Keeping Your Snapchatting Safe
The more important question for the majority of Snapchatters is, “how can I keep myself and my Snaps safe?”
This was complicated during “the Snappening” due to the fact that many whose photos and videos were leaked weren’t actually doing anything wrong, per se. Regardless of the content of their snaps, it was other users that were saving those Snaps, rather than the people who created them. It was a tangled mess of media retrieved through wrongful means, and harvested for distribution without any need to touch the Snapchat servers.

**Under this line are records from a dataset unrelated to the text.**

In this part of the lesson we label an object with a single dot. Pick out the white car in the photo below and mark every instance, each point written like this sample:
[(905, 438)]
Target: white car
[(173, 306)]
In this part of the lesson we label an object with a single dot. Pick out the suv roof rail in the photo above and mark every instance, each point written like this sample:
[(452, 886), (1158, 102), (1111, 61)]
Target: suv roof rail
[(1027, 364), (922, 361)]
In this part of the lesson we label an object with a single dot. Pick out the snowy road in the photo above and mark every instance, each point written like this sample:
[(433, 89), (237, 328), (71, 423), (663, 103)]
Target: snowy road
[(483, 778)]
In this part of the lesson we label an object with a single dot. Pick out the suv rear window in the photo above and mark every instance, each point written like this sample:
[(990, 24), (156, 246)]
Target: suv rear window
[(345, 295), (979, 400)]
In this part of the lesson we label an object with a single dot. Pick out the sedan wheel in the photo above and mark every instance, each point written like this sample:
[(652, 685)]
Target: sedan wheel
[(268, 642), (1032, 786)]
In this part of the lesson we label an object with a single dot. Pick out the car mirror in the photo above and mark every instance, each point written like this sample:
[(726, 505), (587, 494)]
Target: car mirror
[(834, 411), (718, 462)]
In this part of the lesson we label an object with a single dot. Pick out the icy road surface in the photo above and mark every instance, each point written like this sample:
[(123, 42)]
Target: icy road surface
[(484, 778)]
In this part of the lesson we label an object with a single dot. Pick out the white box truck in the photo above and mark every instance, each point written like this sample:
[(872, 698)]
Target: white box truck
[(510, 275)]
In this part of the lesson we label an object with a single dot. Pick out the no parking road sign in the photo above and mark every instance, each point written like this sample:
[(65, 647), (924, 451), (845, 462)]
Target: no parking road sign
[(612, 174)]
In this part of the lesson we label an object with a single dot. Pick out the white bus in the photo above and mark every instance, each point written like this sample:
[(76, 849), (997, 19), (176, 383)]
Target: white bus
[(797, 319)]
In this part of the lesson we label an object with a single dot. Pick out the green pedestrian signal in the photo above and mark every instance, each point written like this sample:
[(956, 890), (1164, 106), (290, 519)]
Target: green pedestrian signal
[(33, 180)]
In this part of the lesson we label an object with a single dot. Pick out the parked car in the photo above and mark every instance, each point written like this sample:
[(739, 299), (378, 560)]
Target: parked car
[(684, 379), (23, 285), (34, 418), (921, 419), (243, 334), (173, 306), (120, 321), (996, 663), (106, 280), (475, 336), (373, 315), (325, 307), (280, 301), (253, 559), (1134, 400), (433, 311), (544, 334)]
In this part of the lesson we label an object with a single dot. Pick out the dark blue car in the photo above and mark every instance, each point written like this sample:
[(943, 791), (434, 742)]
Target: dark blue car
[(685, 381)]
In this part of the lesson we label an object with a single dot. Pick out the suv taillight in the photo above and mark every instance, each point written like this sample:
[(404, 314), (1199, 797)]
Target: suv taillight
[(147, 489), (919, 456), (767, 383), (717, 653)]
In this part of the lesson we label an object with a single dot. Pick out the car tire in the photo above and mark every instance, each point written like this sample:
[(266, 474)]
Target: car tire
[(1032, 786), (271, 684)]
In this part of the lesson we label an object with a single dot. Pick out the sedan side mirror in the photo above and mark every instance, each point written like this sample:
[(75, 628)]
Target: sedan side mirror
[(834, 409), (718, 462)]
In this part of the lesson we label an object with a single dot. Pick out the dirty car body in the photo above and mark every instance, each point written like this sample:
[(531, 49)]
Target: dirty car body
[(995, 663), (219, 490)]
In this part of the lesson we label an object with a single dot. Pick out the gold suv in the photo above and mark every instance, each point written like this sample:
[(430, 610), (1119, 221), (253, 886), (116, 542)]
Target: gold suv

Since these types of third-party apps are still widely available, here are a few things you can do to keep yourself safe on Snapchat:
- Be mindful of what you Snap. Much of the fervor over “the Snappening” was whipped up othe nature of the stolen Snaps. Illegal images and video of underage Snapchatters were not a laughing matter, and though it would be immensely wrong to lay the lion’s share of the blame at the victims’ feet, current users should definitely take a hint from what happened. Don’t post Snaps that might place you in a compromising position.ver
- Keep track of your contact list. For many, this goes without saying. Since you can always choose who you’re sending Snaps to, make sure that you’re not sending any compromising or personal Snaps to people that you don’t know well. While some may not give too much thought to who they’re Snapping, consider how you might feel if your images or videos was leaked on a place like 4chan. It’s worth keeping in mind.
- Don’t buy into third-party apps. While it might be worthwhile to learn how these apps function, you don’t have the reassurance of security when you’re using them. On top of that, if your app is ever hacked, it might be others’ information that’s at stake, rather than your own.
4chan is a tricky thing, and the behavior of hackers and Snapchatters alike has only muddied that persistent relationship. However, this doesn’t mean that there aren’t perks to knowing your way around the 4chan network. Rather than a cautionary tale, look at the above as a guide for conduct! You can examine Snapchat’s complicated history with 4chan–and the many videos and images that are shared there every day–and learn for yourself if it has anything to offer to you!